2.4.1.    De vergunning van 16 november 1999 is verleend aan appellant en voorschrift 4.2 richt zich tot hem. Gelet op de aard van deze vergunning en op de tekst van dat voorschrift, staat het appellant niet vrij om zelf te bepalen in welke gevallen hij gebruik gaat maken van zijn vergunning, maar moet hij, indien hij voornemens is om te bemalen, dat in alle gevallen melden. Dat een opdrachtgever op grond van zijn verantwoordelijkheden is aan te merken als overtreder van het lozingsverbod, sluit niet uit dat appellant op grond van de door hem verrichte activiteiten mede-overtreder is. Gezien de levering en de installatie van de bronbemalingsapparatuur door appellant rond 12 augustus 2003 heeft verweerder terecht geoordeeld dat de bronbemaling (mede) door appellant is uitgevoerd. Derhalve had appellant die bemaling ten minste een week voordien moeten melden. Door de bemaling achteraf alsnog te melden, is de overtreding van voorschrift 4.2 door appellant niet gelegaliseerd. Gezien die overtreding was verweerder bevoegd om handhavend op te treden door middel van het opleggen van een last onder dwangsom.

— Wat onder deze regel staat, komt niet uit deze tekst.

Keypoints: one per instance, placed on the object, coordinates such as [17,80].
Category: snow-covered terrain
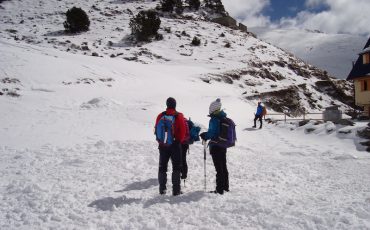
[334,53]
[77,149]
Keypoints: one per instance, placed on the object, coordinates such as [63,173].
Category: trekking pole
[205,172]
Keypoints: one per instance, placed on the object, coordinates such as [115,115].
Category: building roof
[359,69]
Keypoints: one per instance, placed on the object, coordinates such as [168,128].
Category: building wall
[362,97]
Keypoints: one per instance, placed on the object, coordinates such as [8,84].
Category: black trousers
[258,117]
[222,174]
[184,169]
[172,152]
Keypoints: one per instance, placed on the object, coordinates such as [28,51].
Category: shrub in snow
[194,4]
[179,7]
[216,6]
[145,25]
[77,20]
[196,41]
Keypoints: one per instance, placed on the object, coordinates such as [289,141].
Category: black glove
[203,136]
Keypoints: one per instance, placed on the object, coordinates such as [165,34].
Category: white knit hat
[214,106]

2.4.2.    Vervolgens moet worden beoordeeld of verweerder in dit geval in redelijkheid van die bevoegdheid gebruik heeft kunnen maken.
2.4.3.    Gelet op het algemeen belang dat gediend is met handhaving, zal   in geval van overtreding van een wettelijk voorschrift het bestuursorgaan dat bevoegd is om met bestuursdwang of een last onder dwangsom op te treden, in de regel van deze bevoegdheid gebruik moeten maken. Slechts onder bijzondere omstandigheden mag van het bestuursorgaan worden gevergd dit niet te doen. Hetgeen appellant heeft aangevoerd biedt geen aanknopingspunten om aan te nemen dat dergelijke omstandigheden zich hier voordoen.
2.5.    Concluderend dient het beroep ongegrond te worden verklaard.
2.6.    Voor een proceskostenveroordeling bestaat geen aanleiding.
3.    Beslissing
De Afdeling bestuursrechtspraak van de Raad van State
Recht doende in naam der Koningin:
verklaart het beroep ongegrond.
Aldus vastgesteld door mr. J.R. Schaafsma, Voorzitter, en mr. M. Oosting en mr. M.W.L. Simons-Vinckx, Leden, in tegenwoordigheid van mr. M.A.G.  Stolker, ambtenaar van Staat.
w.g. Schaafsma    w.g. Stolker
Voorzitter    ambtenaar van Staat
Uitgesproken in het openbaar op 1 september 2004
157.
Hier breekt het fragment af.